Still, 15 years of trying has not yet managed to produce a non-PARP targeting agent that has progressed to phase III trials, let alone an approved one.

"ATR makes total sense, ATM makes total sense, CHK makes total sense. And yet," Iain McNeish, professor of oncology at Imperial College London and director of the Ovarian Cancer Action Research Centre, told BioWorld Insight.

There are several possibilities for why targeting the DDR beyond PARP has been a challenge that has so far stymied any development beyond phase II.

The most prosaic possibility is the same old story. There are "real issues with toxicity, and real quandaries about the best patient populations," Azad said.

Myeloid cells are particularly sensitive to DNA damage, and particularly when given in combination with other agents that also cause myeloid toxicity, dose reductions may be necessary that push the agents below their threshold for efficacy – a fate that befell, among other drugs, ATR inhibitor VX-970/M6620.

As single agents, such drugs have had, at best, modest clinical benefit, but also minimal toxicity, Azad said. But "that changes completely when we add in the carboplatinum."

Those challenges may yet be overcome, McNeish said, adding that temozolomide, which was approved for glioblastoma in 2005, was close to being shelved by the time its developers figured out a regimen that would allow it to be successful.

Encouraging insights into how sequencing might work were published in the June 10, 2019, issue of Cancer Cell, where researchers from MD Anderson Cancer Center reported that in preclinical ovarian cancer models, sequential treatment with a PARP inhibitor followed by inhibitors of Wee1 or ATR had the same therapeutic efficacy as concurrent treatment, but reduced toxicity. With sequential treatment, healthy cells were able to recover from the damage done by the first drug in time to withstand the second. Cancer cells, which have a higher ongoing level of replication stress, were not able to recover from the first drug to the same degree, making them selectively vulnerable to sequential treatment.

Other studies have shown that P53 is a promising biomarker for sensitivity to Wee1 inhibitors, and the two proteins may have a synthetic lethal relationship analogous to that of BRCA and PARP.

One reason for optimism is that even PARP inhibitors themselves were to an extent late bloomers.

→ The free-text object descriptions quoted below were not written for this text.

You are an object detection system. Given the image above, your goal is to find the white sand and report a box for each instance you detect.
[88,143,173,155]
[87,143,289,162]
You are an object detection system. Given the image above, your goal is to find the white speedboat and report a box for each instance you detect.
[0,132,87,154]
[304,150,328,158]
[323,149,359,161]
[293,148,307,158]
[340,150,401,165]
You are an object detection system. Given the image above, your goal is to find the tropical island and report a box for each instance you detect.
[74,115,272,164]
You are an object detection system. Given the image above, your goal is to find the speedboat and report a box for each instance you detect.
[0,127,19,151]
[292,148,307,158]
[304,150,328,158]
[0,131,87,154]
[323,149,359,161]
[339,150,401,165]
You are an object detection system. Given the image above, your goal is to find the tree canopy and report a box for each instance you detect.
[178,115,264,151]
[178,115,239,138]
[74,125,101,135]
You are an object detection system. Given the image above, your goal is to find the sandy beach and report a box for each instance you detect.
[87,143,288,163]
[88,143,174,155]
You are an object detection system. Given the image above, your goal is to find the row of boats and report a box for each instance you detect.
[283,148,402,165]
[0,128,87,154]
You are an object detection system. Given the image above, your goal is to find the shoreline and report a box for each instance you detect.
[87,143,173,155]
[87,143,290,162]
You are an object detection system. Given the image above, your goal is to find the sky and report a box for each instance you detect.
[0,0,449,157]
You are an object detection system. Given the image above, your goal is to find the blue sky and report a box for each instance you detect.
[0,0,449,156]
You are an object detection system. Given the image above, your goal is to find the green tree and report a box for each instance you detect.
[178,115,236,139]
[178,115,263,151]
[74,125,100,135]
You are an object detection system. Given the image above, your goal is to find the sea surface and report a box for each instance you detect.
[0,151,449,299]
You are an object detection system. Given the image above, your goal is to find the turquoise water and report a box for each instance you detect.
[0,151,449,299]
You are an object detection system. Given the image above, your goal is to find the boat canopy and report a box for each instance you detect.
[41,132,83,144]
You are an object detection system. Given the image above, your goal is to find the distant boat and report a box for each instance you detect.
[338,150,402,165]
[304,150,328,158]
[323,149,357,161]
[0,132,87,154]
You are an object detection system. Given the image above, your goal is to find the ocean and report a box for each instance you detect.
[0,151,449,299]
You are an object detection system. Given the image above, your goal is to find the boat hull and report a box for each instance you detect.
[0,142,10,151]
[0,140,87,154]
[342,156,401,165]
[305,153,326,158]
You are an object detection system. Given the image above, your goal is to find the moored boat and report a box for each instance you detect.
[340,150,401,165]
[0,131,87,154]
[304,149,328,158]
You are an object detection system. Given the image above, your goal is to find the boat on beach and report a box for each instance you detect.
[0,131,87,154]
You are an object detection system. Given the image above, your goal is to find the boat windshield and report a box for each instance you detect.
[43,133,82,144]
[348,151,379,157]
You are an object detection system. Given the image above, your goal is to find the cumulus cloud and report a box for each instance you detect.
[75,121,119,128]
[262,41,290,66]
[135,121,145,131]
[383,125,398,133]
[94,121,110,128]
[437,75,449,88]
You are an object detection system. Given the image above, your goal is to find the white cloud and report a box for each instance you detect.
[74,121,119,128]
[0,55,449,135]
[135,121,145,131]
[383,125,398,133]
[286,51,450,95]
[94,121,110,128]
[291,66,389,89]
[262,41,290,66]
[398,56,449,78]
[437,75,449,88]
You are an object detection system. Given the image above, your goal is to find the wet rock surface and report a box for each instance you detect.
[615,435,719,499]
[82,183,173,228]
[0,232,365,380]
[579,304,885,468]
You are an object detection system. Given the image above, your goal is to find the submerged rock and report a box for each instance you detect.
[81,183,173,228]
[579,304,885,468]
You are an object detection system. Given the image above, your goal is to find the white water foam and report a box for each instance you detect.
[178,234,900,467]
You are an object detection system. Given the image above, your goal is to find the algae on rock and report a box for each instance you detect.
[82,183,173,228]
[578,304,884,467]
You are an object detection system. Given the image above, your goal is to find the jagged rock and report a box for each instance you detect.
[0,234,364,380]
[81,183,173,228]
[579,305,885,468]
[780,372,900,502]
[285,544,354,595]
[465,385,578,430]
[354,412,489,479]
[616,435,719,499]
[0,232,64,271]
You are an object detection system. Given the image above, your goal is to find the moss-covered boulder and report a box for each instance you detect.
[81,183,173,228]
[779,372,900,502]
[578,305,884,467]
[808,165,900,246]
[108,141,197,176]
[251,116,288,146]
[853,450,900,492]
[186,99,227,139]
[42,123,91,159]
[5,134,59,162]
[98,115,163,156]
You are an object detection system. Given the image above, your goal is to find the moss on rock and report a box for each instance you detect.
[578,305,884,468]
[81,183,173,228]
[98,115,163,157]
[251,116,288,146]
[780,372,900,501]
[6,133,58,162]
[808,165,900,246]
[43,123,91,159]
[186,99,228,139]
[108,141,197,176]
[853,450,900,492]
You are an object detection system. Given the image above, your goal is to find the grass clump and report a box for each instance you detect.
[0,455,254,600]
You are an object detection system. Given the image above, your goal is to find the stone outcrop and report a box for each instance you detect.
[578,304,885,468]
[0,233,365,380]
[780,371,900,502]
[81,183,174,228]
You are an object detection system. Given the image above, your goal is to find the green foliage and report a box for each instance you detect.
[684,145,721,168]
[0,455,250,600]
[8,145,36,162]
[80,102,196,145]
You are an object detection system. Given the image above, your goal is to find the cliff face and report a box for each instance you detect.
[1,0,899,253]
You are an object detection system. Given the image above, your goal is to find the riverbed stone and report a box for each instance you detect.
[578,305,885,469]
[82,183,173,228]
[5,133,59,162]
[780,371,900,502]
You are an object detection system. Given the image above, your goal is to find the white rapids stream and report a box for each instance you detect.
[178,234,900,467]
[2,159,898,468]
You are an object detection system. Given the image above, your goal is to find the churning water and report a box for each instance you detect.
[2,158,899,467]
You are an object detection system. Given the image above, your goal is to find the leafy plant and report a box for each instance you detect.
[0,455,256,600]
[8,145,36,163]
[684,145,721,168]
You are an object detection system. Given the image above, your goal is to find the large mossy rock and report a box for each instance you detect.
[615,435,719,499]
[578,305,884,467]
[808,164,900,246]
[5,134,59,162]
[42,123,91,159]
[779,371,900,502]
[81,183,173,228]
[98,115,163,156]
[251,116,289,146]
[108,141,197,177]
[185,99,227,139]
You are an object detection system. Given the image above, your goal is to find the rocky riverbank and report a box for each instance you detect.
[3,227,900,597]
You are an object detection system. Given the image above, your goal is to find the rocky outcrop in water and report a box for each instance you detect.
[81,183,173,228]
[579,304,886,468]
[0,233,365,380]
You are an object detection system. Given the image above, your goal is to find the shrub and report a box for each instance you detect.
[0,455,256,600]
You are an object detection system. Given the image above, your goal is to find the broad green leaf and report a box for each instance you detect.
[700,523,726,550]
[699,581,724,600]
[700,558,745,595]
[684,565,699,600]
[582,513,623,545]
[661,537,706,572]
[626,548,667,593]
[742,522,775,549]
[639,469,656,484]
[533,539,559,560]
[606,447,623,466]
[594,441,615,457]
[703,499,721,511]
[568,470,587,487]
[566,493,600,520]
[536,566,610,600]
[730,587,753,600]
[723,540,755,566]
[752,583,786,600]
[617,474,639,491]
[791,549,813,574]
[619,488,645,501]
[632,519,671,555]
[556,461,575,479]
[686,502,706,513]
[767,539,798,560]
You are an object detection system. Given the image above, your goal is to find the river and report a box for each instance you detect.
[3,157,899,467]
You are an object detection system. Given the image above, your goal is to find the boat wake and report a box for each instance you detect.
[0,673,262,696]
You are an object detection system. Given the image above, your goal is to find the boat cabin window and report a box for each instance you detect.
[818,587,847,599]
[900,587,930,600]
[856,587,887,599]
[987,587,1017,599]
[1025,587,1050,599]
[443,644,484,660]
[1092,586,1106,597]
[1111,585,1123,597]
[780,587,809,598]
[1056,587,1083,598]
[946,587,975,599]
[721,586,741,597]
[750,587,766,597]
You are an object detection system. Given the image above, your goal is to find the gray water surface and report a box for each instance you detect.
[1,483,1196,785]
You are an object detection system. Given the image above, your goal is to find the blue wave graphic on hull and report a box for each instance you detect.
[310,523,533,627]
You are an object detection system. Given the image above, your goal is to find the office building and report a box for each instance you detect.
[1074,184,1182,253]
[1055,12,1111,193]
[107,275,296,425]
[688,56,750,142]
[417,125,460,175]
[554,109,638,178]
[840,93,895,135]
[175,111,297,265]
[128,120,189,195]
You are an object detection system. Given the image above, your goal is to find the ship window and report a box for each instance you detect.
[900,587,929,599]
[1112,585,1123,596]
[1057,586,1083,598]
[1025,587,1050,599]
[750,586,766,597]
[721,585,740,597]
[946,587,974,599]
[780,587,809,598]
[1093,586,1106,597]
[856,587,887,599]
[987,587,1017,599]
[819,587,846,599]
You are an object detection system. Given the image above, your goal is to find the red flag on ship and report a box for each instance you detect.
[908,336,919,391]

The first PARP inhibitor to enter the clinic, Rubraca (rucaparib), was originally meant as a chemotherapy potentiator and was stymied by – wait for it – myeloid toxicity. It was not until the identification of BRCA mutations as synthetic lethal with PARP inhibition that PARP inhibitors found their sweet spot.

It is also possible, though, that PARP inhibitors are achieving their therapeutic effects via additional mechanisms besides blocking the repair of single-stranded DNA breaks. McNeish said that there are 18 members of the PARP family, including mitochondrial PARPs, with multiple different functions.

"There may be other things going on that we are still not fathoming."